Rüzgarın heykelini bile yapmışlar


9-10 Kasım

09:30 da hayatımda yapacağım en uzun otobüs yolculuğum başlıyor.Yolda yine sonsuz manzaralar,koyunlar,sığırlar,lamalar ve ara ara deve kuşları yerini patagonyanın kuzeyinde yüksek, karlı ,ormanlı dağlara ve muhteşem göllere bırakıyor.Ama malasef bir şeye üzülüyorum yolda Bariloche’den geçiyoruz.Şili de adacıklar olduğu için Arjantin üzerinden kuzeye çıkılabiliyormuş sadece.Bölye olduğunu bilseydim Buenos Airesten patagonyaya elediğim Puerto Madryn'dan inip Bariloche'den çıkardım ve aynı yerden geçmemiş olurdum hemde görmek istediğim bir şehri daha görürdüm ama yapacak bişey yok.Yine dil sıkıntısı. Ertesi gün 15 gibi Osorno’ya varıyoruz.Santiago otobüsü akşam 22:15 de L hasta ve yorgunum bu bekeleyiş hoşuma gitmesede yapacak bişey yok,büyük çantamı garda emanete bırakıp şehirde biraz olanıyorum ama keyfim yok ya hiç hoşuma gitmedi burası.Bir restaronta girip bikaç saat sadece bir fanta içip oturuyorum sonra orasıda buz gibi olunca alışveriş merkezinde vs zar zor vakit geçiriyorum.

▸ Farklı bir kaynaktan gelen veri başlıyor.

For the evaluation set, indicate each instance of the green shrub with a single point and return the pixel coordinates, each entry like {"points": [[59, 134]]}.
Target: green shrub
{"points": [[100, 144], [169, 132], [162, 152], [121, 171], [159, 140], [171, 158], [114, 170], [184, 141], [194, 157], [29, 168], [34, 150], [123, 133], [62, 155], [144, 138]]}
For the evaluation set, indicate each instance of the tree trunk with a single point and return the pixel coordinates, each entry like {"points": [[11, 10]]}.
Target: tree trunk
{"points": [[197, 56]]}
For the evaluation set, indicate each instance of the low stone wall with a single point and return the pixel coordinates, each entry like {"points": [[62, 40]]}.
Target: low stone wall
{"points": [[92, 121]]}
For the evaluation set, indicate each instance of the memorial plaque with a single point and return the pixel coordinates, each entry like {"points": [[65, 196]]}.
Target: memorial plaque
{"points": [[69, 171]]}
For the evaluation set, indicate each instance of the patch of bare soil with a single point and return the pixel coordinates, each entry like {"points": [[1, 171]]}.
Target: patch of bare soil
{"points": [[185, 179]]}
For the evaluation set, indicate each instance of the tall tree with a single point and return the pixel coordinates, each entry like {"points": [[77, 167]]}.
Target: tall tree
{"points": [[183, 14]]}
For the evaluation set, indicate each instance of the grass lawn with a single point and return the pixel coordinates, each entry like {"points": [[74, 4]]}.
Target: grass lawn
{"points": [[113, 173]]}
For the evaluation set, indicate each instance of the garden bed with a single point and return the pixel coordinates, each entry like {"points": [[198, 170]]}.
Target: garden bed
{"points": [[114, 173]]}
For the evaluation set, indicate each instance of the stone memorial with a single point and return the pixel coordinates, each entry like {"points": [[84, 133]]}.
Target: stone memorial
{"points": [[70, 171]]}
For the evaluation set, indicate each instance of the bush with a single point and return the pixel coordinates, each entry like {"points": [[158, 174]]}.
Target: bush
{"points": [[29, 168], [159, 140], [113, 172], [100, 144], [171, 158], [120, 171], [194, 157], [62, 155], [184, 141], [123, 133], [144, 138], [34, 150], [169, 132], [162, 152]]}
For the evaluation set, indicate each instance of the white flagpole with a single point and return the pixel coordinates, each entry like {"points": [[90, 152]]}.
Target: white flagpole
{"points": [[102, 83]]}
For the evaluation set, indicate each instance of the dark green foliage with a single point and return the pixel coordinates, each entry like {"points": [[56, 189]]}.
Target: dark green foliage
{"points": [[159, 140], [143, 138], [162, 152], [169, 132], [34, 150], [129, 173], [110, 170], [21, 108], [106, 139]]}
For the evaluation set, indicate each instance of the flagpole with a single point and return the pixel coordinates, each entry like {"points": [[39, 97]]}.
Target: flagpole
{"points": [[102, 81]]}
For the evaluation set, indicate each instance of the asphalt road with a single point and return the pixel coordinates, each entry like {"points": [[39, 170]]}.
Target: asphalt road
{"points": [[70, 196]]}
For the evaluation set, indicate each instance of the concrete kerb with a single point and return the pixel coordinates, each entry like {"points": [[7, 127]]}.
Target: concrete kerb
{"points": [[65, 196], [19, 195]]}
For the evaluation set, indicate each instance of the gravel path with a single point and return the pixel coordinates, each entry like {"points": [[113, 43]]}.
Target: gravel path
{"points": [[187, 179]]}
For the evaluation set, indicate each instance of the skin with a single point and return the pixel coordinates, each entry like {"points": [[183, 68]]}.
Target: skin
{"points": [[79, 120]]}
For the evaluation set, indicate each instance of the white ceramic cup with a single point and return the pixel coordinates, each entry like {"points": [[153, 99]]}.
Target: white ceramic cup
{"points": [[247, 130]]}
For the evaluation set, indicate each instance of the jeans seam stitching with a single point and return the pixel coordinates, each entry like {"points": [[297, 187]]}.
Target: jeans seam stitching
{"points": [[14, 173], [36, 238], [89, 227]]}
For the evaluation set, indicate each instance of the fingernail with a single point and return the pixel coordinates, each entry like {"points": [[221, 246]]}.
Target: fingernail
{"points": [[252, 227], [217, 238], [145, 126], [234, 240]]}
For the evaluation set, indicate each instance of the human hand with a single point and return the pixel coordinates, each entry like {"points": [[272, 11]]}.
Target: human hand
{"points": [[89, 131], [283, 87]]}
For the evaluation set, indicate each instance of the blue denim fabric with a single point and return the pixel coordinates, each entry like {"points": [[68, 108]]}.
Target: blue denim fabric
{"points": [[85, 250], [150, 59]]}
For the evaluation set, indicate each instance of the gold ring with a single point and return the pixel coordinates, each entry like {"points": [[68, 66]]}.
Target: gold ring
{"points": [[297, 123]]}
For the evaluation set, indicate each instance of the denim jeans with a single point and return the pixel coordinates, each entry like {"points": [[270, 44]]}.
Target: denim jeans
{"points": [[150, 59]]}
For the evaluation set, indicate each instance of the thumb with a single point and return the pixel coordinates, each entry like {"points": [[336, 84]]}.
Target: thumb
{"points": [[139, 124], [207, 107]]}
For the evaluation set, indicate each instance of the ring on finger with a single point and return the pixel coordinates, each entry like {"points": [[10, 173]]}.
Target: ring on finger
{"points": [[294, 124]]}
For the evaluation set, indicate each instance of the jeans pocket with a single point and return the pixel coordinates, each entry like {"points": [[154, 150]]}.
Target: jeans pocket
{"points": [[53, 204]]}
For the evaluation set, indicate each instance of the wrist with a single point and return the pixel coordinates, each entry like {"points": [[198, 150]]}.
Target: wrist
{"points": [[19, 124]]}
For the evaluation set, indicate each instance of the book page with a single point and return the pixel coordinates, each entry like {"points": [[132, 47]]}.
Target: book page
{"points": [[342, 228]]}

Ve nihayet otobüs saati geldi otobüse bineceğim için hiç bukadar mutlu olmamıştım yanımda boş rahatça yatarak giderim diyip hemen iki koltuğu kaplıyorum ama bu keyfim 15 dk sürüyor az ilerde maalesef yanıma yaşlıca ve biraz fazla kilolu bir amca benim koltuğunda yarısını alıp gece boyunca müthişte horlayınca yolculuk biraz kötü oluyor.
11 Kasım sabah 10 gibi iniyorum ve Santiago günlerim başlıyor. 
Bu arada Punta Arenas ve Puerto Natelas şu ana kadar gördüğüm en soğuk yerlerdi.Ushuaia bile buralardan çok daha sıcaktı.